4. Conduct genomic analyses using the generated whole-genome sequencing data to explore and identify biomarkers that are predictive of drug-induced harm associated with seven severe adverse drug reactions experienced by pediatric oncology patients in Canada while facilitating dialogue and engaging with the multidisciplinary team assembled for this project. The generation of this data will facilitate research and innovation to improve drug safety and effectiveness in children by making these data more widely accessible to researchers from academic, charitable organizations, health centres, for-profit private companies and health regulatory agencies.
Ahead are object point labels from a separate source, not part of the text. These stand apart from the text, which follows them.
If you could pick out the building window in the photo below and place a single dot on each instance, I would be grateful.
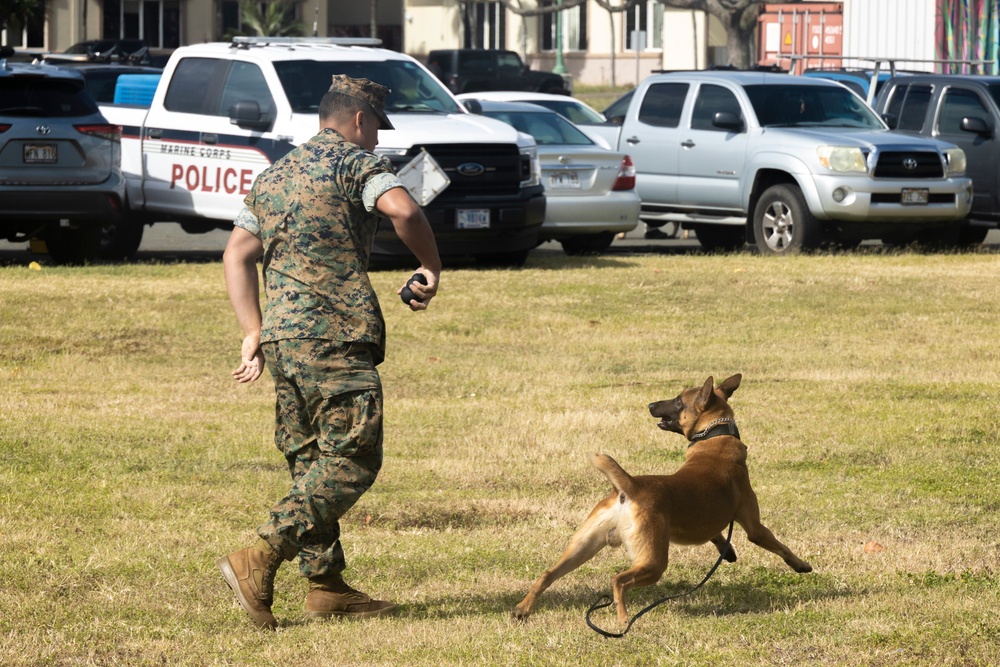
(156, 21)
(574, 28)
(24, 32)
(647, 17)
(485, 26)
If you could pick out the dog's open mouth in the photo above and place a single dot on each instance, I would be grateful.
(667, 424)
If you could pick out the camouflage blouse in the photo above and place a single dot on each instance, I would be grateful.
(314, 210)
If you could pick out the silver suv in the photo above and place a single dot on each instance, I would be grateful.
(60, 162)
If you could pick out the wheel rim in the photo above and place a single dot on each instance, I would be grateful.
(778, 226)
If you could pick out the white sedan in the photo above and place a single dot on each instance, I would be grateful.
(589, 190)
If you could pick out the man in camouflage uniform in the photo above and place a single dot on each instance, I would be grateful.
(312, 216)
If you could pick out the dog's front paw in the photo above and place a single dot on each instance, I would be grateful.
(520, 615)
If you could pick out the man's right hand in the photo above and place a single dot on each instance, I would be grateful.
(251, 360)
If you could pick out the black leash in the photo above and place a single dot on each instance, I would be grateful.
(607, 600)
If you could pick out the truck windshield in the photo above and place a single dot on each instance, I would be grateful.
(413, 89)
(810, 106)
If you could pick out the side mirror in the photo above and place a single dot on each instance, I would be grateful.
(246, 114)
(976, 125)
(727, 120)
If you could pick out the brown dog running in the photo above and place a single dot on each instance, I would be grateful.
(648, 512)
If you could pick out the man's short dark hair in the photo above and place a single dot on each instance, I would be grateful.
(338, 106)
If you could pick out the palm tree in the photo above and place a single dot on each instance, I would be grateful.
(269, 19)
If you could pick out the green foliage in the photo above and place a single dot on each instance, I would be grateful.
(271, 18)
(131, 461)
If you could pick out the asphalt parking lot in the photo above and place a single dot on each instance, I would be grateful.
(167, 242)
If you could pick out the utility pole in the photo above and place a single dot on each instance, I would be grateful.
(560, 67)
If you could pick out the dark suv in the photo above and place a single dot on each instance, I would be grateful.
(475, 70)
(60, 161)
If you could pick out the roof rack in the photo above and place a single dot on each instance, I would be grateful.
(242, 42)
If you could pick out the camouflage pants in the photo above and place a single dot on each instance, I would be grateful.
(328, 424)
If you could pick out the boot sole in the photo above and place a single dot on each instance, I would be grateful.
(263, 621)
(349, 615)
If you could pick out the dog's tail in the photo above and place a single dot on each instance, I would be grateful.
(621, 480)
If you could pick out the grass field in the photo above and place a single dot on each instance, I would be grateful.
(131, 461)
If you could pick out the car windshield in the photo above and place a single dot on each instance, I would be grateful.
(548, 129)
(412, 88)
(44, 98)
(810, 106)
(574, 111)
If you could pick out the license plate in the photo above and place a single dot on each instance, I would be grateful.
(914, 196)
(473, 218)
(564, 180)
(40, 153)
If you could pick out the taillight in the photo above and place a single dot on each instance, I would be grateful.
(626, 175)
(109, 132)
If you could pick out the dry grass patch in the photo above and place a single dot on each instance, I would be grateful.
(132, 461)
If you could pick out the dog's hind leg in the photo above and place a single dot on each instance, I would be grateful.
(650, 549)
(598, 531)
(725, 550)
(748, 517)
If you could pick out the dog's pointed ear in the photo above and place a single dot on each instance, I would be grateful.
(730, 384)
(705, 394)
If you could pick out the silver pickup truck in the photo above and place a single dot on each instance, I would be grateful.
(784, 162)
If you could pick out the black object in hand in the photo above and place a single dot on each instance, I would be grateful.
(407, 294)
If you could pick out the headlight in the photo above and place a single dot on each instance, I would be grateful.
(531, 171)
(955, 157)
(842, 158)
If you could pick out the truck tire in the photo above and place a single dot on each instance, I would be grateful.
(783, 223)
(720, 238)
(73, 246)
(120, 240)
(588, 244)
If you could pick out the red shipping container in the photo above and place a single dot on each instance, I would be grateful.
(797, 36)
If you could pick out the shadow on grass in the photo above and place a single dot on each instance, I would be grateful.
(716, 598)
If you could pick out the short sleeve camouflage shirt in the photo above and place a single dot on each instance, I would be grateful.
(317, 230)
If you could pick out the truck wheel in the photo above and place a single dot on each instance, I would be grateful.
(720, 238)
(588, 244)
(120, 240)
(73, 246)
(783, 224)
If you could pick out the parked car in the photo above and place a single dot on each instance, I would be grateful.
(589, 190)
(963, 110)
(102, 78)
(60, 161)
(786, 162)
(577, 112)
(474, 70)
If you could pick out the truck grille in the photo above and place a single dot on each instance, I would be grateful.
(504, 168)
(892, 164)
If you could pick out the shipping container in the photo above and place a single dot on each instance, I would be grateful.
(796, 36)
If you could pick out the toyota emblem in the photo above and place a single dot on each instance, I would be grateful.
(471, 169)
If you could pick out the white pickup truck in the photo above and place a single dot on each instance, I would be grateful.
(222, 112)
(784, 162)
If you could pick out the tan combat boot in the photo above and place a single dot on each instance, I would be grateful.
(330, 597)
(250, 573)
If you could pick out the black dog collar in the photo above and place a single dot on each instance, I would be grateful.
(724, 426)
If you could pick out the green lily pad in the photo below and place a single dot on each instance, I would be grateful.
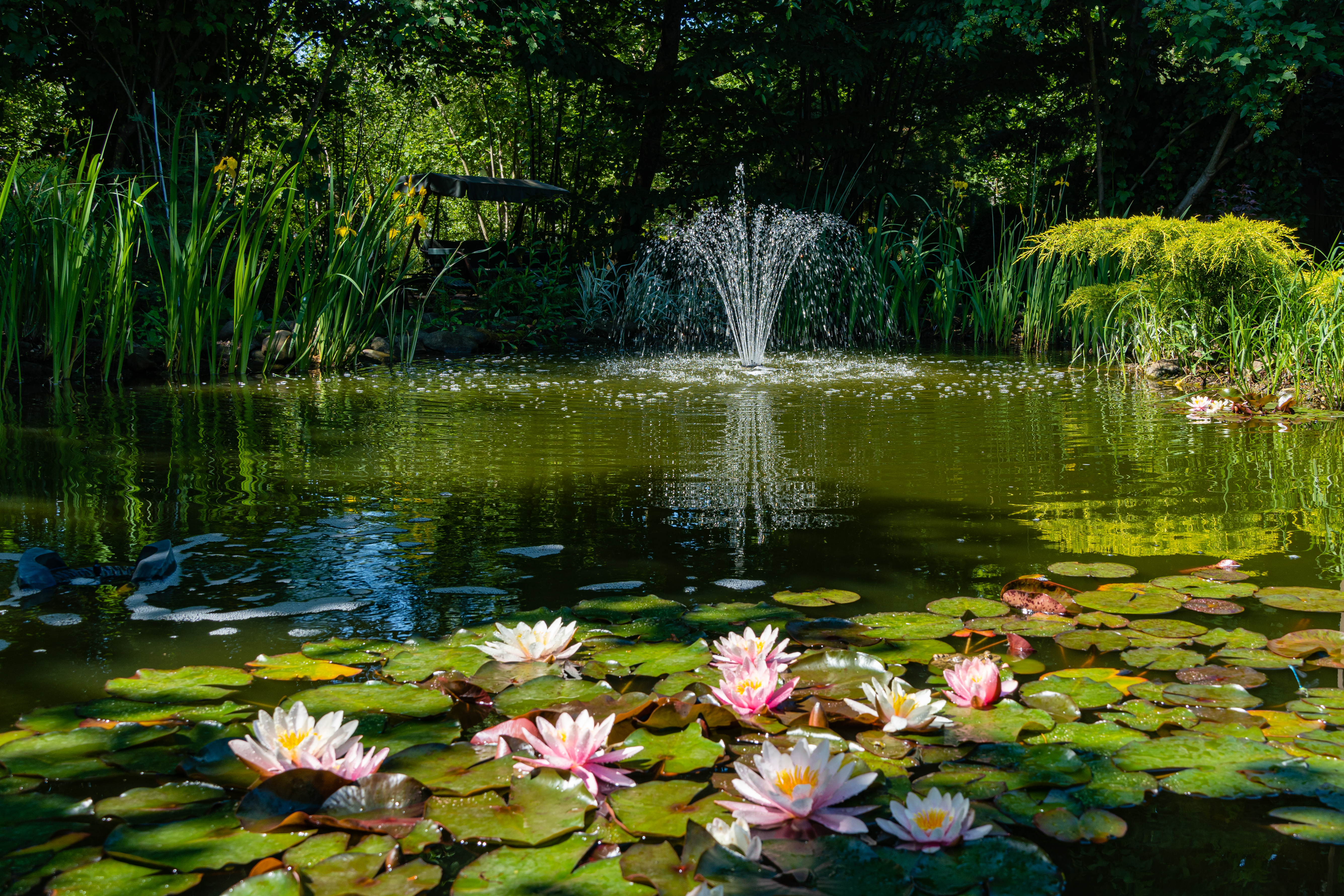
(373, 696)
(1097, 620)
(679, 753)
(351, 651)
(511, 871)
(1085, 694)
(169, 802)
(1229, 696)
(1003, 722)
(1103, 738)
(815, 597)
(1128, 604)
(620, 609)
(1100, 641)
(1163, 659)
(1168, 628)
(541, 694)
(1234, 639)
(1303, 600)
(1093, 570)
(908, 627)
(540, 809)
(959, 608)
(726, 617)
(111, 878)
(174, 686)
(209, 841)
(663, 808)
(1194, 753)
(458, 770)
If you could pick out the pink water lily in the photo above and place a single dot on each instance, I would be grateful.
(579, 746)
(747, 648)
(976, 683)
(752, 688)
(799, 788)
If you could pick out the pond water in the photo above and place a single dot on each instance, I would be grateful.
(394, 503)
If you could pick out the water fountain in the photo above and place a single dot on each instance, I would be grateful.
(748, 253)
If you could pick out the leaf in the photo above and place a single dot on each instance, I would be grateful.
(210, 841)
(1100, 641)
(1312, 824)
(541, 808)
(1303, 600)
(908, 627)
(111, 878)
(545, 692)
(167, 802)
(679, 753)
(662, 808)
(959, 608)
(1085, 694)
(1128, 604)
(292, 667)
(815, 597)
(1163, 659)
(174, 686)
(373, 696)
(1093, 570)
(1000, 723)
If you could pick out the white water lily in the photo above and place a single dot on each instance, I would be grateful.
(541, 643)
(294, 739)
(898, 709)
(933, 823)
(736, 837)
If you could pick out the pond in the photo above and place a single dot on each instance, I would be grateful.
(416, 500)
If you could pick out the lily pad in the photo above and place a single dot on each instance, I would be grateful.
(815, 597)
(679, 753)
(1128, 604)
(959, 608)
(1303, 600)
(1093, 570)
(111, 878)
(908, 627)
(373, 696)
(209, 841)
(541, 808)
(167, 802)
(1163, 659)
(663, 808)
(174, 686)
(1100, 641)
(294, 667)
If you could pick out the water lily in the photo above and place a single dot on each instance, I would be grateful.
(294, 739)
(736, 837)
(751, 690)
(976, 683)
(901, 710)
(799, 788)
(933, 823)
(747, 648)
(540, 643)
(579, 746)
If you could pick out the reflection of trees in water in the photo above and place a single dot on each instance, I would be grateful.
(753, 483)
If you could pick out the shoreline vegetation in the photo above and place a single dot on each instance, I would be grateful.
(221, 269)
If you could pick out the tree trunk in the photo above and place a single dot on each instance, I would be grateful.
(1210, 170)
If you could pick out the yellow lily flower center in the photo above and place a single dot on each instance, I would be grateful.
(931, 820)
(795, 777)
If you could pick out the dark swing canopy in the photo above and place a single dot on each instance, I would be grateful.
(495, 190)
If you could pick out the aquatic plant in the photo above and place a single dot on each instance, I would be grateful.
(898, 709)
(791, 790)
(933, 823)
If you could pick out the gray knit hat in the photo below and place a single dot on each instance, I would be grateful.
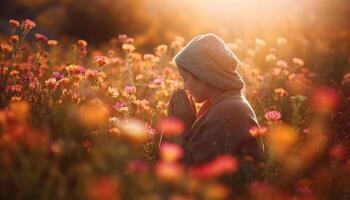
(208, 57)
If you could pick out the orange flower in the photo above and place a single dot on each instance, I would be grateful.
(27, 24)
(273, 115)
(171, 126)
(128, 48)
(93, 114)
(14, 39)
(161, 49)
(14, 23)
(5, 48)
(298, 61)
(170, 152)
(168, 171)
(52, 43)
(280, 92)
(51, 83)
(82, 43)
(40, 37)
(103, 188)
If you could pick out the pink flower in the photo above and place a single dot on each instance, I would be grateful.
(168, 171)
(138, 166)
(130, 89)
(40, 37)
(27, 24)
(324, 99)
(120, 105)
(273, 115)
(171, 126)
(256, 131)
(101, 60)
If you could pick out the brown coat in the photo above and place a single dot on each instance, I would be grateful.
(222, 127)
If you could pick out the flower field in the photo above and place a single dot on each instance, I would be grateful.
(92, 123)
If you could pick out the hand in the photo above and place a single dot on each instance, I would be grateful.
(182, 107)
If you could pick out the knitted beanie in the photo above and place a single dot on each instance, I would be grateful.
(208, 57)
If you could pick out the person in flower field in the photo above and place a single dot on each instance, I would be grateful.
(222, 124)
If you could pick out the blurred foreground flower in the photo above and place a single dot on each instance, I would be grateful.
(169, 171)
(93, 114)
(27, 24)
(171, 126)
(52, 43)
(103, 188)
(20, 109)
(256, 131)
(221, 165)
(273, 115)
(133, 129)
(170, 152)
(281, 139)
(324, 99)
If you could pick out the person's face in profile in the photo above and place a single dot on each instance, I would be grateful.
(198, 89)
Link: https://genomecanada.ca/project/longitudinal-deep-phenotyped-pediatric-databank-of-medical-and-drug-therapy-outcomes/

CanProspECT program – Canadian Prospective Epitope Compatibility for Transplant

Almost a million Canadians suffer from progressive disease of a vital organ, leading to premature debility and death. The complex care these patients need creates some of our most demanding health challenges, with the economic burden exceeding $10 billion per year. Recent medical advances in transplanting cells and organs have extended the lives and improved the health of many patients. However, transplant is still a high-risk, high-cost procedure. Only around 5,000 patients receive new transplants each year, of which most grafts fail prematurely.

 

Researchers are working with Canadian Blood Services, the national coordinator of transplant services, to propose a visionary genomics-based solution for better matching donors and recipients for kidney transplants. This solution implements a world-first epitope-based program and aims to reduce patients’ risk of organ rejection, minimize toxic immune suppression, and eliminate the need for lifelong immunosuppressive therapy. The project will be tested in British Columbia, building on previous Genome-Canada-funded work exploring the role of antibody-mediated rejection in graft failure and the key epitopes (the part of an antigen molecule that our immune systems recognize) on the donor human leukocyte antigen molecules responsible. When extended to all of Canada, the project conservatively estimates a benefit of $100 million through preventing hospitalization, premature graft loss and death.